Tetapi ketika komunitas menetap dan memantapkan diri di negara itu, terutama menjalankan toko dan layanan, atau bekerja di pabrik, komunitas Muslim mulai tumbuh.
Shokeir, penulis kontributor untuk The Arab, intisari triwulanan tentang hubungan Jepang-Arab. Dia juga penulis media Arab di Universitas Georgetown Qatar, kepada Middle East Eye dari rumahnya di Doha.
Shokeir mengatakan bahwa hubungan antara Jepang dan dunia Arab dulunya “sangat dangkal” sampai krisis minyak pada tahun 1973 dan 1979. Baru pada saat itulah banyak orang Jepang mulai memperhatikan Timur Tengah.
Dia menyatakan: “85% dari minyak (Jepang) diimpor dari negara-negara Teluk, jadi ketika Saudi membuka Institut Islam Arab di Tokyo, ada banyak siswa pergi ke sana untuk belajar bahasa Arab, itu menjadi populer. Mereka ingin tahu dari siapa orang-orang ini kita membeli energi kita?”
Dari negara-negara Arab, Arab Saudi memiliki hubungan paling mapan dengan Jepang. The Japan Foundation, sebuah program pertukaran budaya yang didirikan pada tahun 1972, mulai mensponsori siswa di perguruan tinggi teknik "canggih" di Arab Saudi.
“Co-sponsor lainnya adalah pemerintah Saudi dan industri teknik dan otomotif besar yang sedang naik daun di Jepang, seperti Panasonic, Sony dan Toyota.
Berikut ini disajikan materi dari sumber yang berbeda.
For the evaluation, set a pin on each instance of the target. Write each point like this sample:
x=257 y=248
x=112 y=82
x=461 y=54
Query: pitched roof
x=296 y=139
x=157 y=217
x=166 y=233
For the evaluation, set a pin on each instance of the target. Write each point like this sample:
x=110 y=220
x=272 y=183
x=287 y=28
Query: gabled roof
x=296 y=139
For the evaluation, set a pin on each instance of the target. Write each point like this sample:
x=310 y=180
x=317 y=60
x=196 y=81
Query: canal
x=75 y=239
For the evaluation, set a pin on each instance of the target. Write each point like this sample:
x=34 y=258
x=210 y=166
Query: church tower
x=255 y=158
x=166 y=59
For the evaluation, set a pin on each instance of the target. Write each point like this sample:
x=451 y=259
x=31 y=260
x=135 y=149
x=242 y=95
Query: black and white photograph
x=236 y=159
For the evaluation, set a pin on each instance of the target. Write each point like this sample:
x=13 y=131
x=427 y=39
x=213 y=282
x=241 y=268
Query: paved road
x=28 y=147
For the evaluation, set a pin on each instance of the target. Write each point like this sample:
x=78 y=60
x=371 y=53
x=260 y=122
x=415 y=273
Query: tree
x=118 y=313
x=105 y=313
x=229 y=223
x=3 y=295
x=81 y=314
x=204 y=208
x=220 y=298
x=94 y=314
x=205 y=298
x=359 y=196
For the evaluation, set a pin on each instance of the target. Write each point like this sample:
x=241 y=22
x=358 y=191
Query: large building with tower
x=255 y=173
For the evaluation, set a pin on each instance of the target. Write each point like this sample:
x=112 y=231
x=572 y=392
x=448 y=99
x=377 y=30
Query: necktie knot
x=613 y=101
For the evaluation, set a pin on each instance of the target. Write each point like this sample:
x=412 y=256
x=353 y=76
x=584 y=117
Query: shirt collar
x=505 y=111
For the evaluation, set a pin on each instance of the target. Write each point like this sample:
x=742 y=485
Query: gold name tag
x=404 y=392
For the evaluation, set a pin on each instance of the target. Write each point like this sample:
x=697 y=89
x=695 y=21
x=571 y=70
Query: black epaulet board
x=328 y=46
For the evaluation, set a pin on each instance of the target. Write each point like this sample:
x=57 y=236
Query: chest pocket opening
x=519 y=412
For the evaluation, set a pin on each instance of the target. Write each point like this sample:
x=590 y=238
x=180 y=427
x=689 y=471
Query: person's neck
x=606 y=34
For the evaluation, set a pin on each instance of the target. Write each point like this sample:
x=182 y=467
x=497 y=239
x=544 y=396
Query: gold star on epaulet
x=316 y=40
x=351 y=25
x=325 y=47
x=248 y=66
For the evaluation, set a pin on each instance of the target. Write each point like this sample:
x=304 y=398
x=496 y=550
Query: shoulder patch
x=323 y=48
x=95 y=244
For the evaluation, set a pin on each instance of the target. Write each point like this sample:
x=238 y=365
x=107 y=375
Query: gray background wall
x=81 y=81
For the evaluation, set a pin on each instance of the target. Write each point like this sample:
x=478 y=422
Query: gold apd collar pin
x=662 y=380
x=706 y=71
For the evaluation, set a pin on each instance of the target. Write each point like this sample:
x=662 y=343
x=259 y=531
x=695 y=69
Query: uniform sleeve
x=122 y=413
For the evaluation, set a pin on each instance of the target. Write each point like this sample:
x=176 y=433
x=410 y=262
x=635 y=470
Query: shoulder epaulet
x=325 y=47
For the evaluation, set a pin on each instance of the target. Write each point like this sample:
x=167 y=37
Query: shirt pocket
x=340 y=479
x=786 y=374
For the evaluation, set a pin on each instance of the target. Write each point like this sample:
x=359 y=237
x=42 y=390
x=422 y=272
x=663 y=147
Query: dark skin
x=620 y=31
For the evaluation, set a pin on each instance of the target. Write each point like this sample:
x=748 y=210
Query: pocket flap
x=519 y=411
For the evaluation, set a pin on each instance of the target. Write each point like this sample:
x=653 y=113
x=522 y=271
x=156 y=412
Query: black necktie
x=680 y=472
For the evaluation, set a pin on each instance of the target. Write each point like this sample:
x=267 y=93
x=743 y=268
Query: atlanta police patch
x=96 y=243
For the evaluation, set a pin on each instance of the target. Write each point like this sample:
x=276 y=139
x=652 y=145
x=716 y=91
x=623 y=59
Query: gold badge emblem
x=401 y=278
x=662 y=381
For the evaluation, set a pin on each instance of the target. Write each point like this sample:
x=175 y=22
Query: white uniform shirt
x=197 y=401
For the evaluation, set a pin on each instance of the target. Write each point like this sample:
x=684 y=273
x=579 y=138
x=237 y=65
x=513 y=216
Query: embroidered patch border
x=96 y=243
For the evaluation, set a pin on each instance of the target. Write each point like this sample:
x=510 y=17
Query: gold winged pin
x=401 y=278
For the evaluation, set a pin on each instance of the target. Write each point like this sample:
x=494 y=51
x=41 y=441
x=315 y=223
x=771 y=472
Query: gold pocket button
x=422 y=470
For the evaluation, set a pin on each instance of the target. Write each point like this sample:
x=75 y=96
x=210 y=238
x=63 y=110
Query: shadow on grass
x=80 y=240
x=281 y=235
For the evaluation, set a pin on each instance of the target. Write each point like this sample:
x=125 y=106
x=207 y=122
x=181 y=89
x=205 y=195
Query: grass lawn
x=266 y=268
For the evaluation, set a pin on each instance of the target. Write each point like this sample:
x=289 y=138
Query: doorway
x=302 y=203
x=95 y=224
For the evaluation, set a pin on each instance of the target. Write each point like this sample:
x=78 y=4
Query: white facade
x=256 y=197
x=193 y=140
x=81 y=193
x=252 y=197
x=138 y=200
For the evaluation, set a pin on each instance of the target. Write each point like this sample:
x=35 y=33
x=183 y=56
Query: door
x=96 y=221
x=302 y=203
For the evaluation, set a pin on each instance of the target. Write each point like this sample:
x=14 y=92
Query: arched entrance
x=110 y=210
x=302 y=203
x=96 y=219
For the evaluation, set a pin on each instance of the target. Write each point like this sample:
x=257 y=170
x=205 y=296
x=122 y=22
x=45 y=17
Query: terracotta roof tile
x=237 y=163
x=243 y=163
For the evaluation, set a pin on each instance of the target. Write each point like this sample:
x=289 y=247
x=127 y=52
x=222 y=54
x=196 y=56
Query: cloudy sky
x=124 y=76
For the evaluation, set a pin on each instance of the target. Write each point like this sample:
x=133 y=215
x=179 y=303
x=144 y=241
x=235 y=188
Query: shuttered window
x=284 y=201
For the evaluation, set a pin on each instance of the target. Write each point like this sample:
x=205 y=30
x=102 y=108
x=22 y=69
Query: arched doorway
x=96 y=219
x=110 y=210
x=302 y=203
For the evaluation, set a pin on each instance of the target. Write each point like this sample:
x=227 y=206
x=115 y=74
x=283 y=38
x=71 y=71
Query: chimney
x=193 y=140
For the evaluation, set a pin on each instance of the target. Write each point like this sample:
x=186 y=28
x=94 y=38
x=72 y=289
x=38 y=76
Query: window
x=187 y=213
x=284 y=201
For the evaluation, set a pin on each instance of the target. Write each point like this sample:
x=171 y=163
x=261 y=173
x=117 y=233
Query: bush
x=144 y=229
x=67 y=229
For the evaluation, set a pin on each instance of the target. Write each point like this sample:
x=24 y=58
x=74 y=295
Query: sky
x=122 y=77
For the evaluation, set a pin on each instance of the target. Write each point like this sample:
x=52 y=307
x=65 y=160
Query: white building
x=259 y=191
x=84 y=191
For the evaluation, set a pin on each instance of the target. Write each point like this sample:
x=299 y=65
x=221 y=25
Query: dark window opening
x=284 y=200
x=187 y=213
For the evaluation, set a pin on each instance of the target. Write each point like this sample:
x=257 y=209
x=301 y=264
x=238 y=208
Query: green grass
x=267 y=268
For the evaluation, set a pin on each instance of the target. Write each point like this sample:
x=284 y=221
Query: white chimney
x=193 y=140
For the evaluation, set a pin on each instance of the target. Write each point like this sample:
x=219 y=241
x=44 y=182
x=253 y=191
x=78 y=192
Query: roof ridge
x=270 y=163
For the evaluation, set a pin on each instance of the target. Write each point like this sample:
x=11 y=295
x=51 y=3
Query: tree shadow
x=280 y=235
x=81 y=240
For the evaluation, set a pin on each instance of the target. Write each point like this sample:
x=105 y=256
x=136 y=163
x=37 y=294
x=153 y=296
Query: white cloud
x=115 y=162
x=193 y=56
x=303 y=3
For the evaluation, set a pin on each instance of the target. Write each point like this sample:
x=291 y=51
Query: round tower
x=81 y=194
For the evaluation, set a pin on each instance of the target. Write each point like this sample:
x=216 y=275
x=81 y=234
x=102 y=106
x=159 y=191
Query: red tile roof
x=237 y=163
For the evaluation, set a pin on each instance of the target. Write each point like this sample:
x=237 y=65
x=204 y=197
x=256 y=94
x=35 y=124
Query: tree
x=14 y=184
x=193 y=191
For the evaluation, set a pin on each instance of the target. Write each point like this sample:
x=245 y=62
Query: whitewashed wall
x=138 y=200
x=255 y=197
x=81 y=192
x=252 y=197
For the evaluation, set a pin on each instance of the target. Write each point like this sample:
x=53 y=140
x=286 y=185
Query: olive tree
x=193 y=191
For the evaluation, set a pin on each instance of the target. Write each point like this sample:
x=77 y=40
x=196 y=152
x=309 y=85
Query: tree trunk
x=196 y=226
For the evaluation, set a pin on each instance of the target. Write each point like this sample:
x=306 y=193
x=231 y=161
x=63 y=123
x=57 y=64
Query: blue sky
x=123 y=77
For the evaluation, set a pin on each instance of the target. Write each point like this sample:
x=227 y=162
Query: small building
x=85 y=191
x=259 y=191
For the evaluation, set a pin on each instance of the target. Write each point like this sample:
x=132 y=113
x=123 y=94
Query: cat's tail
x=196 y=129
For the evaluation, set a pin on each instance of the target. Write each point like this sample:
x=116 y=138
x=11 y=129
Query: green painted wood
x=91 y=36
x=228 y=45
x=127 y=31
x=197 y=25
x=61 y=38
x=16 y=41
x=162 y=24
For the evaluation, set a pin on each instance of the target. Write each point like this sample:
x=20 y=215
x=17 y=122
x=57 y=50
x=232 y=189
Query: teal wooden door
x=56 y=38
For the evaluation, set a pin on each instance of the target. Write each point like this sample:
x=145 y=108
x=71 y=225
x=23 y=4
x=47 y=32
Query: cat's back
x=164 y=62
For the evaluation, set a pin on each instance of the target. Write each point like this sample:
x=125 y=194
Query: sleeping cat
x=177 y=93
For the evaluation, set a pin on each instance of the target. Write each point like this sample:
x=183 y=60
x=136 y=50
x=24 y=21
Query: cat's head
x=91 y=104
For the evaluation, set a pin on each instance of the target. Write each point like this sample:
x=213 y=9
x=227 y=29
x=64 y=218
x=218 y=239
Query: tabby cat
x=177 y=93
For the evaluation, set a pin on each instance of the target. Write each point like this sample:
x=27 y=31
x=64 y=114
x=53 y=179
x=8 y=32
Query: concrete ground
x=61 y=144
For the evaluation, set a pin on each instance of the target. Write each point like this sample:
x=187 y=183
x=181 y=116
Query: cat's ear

Lulusan dari perguruan tinggi luar biasa ini akan langsung masuk ke karir teknik,” katanya.
Masyarakat yang Ideal
Meskipun pertama kali bepergian ke Jepang tanpa pengetahuan tentang bahasanya dan hanya tahu sedikit tentang budayanya, empat dekade kemudian Shokeir menikah dengan istrinya yang orang Jepang dan fasih berbahasa Jepang.
Keterampilan bahasa Shokeir - kelancaran dalam bahasa Arab dan Inggris - dan kerja keras membuka pintu baginya, yang mengarah ke pekerjaan pertama di kedutaan Oman di Tokyo, bekerja sebagai petugas penelitian, dan kemudian dengan jaringan berita utama Jepang NHK di mana dia bekerja sebagai produser berita. Dia kemudian bergabung dengan BBC Arabic di London, dan kemudian pada tahun 2006 pindah ke Qatar untuk bergabung dengan Aljazeera English.
"Jepang adalah masyarakat meritokratis dan kerja keras membuahkan hasil. Tidak ada rasisme lahiriah di sana terhadap Muslim atau Arab, meskipun dalam film Jepang, orang Arab sering ditampilkan sebagai 'orang kaya', sebagai pemboros besar yang dermawan tetapi sangat dangkal dengan mentalitas naif."
Shokeir mengatakan bahwa dalam pengalamannya, “orang Jepang pada dasarnya tidak kasar (tetapi) beberapa memiliki mentalitas rasis mereka sendiri, menganggap diri mereka berada di puncak piramida di Asia, seperti yang dilakukan orang Inggris di Eropa.
"Anda harus ingat Jepang menjajah China, Malaysia, Filipina, mereka semua pernah menjadi koloni Jepang. Tapi tidak seperti penjajah barat, mereka tidak menunjukkan rasisme."
Sushi Halal
Sebagai tanda bahwa negara sedang beradaptasi dengan pertumbuhan pariwisata Muslim dan komunitas Muslim domestiknya, sekarang ada hampir 800 restoran ramah halal yang menyajikan hidangan yang memiliki daging bersertifikat halal, atau bebas babi dan alkohol.
Tapi Shokeir ingat satu-satunya tempat daging halal yang tersedia di awal tahun 80-an adalah dari tukang daging Pakistan di Tokyo yang menjual daging dalam jumlah terbatas kepada komunitas Muslim.
“Ada orang lain yang membeli ternaknya sendiri dan menyembelih kurbannya sendiri, tetapi mereka menjualnya kepada umat Islam lain baik di masjid atau bisa dipesan."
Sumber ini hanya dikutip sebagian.